Molise Calvairate è un deposito di errori. Più in là, in piazzale Cuoco, l’anarchia politica ha lasciato crescere un suk metropolitano, al quale si è aggiunto un mercato che qui chiamano il mercato dei ladri, e un tendone che ospita il Ciak, storico teatro sfrattato da Città Studi. La domenica mattina è un delirio. Gli abusivi vendono direttamente sul marciapiede. Il Comune ha promesso un intervento: toccherà al successore di Pisapia. «È possibile fare qualcosa soltanto se c’è la volontà», dice Elisabetta Carattoni, rappresentante della lista Parisi. È un avvocato, vive nel quartiere da 15 anni, spera nella svolta dei consigli di zona. In passato hanno predicato nel deserto. Anche l’irriducibile Franca Caffa, cuore e anima del Comitato Molise-Calvairate, che ha creato con una rete di volontari, doposcuola, corsi di lingue per immigrati, comitati inquilini. E non si è ancora arresa.

È una Milano che soffre per non essere quella che è, a mandare un avviso a chi sarà il nuovo sindaco. Il rammendo è urgente. «Certe situazioni vanno affrontate a prescindere dal colore politico», dice Vito Tesse, rappresentante della lista Sala. «Io vengo da via Tommei e le assicuro che le cose sono cambiate in meglio ». Via Tommei una volta era off limits. «Gli interventi fatti si vedono, l’assessore De Cesaris ha dato una bella spinta, quel che ha creato problemi alla zona è il ritardo di certi lavori…». Intorno a Calvairate c’è un elenco di incompiute. Porta Vittoria è una. L’Ortomercato un’altra: un’antica eccellenza della città. Che doveva essere ricostruito, per alleggerirne l’impatto sul quartiere. Il nuovo progetto, approvato dalle giunte Moratti e Pisapia, è stato bloccato in commissione. Ennesimo rinvio.

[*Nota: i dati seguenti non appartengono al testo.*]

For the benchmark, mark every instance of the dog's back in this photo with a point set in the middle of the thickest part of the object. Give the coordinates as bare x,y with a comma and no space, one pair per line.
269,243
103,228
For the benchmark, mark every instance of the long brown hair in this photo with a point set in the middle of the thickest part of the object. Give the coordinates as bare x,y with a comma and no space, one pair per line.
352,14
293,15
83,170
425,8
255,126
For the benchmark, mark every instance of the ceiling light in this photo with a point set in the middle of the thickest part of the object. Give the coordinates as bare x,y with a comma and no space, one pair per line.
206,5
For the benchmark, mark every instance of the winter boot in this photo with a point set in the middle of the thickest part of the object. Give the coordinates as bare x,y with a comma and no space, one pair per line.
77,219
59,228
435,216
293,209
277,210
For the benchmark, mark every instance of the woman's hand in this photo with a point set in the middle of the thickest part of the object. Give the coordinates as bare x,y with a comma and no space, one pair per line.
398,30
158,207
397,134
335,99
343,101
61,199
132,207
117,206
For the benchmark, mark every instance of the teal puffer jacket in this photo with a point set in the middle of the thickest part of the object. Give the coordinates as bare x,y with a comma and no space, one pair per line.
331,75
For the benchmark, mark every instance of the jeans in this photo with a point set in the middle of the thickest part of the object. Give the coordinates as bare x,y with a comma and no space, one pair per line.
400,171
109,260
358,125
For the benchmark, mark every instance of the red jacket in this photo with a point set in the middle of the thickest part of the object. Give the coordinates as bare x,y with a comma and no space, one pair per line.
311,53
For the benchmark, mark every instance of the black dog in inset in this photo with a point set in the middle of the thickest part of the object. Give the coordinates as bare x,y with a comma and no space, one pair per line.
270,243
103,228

Ore 22. Si aprono le urne. Affluenza in calo. Una signora sbuffa: «Chiediamo più rispetto per gli italiani». Nella città che si divide tra Sala e Parisi uno scrutatore spiega: «Qui nessuno si deve sentire straniero in patria». In un portone delle case popolari è appesa una bandiera italiana. Non è quella del due giugno. È una bandiera per la legalità. «Le case occupate sono uno scandalo». Quando si parla di Aler, in Molise Calvairate, si accende una miccia. Nella Milano che va al ballottaggio, nella città che ha ritrovato fiducia e leadership, c’è un angolo buio. È la periferia, che non vuole essere chiamata periferia, e usa il voto per farsi sentire.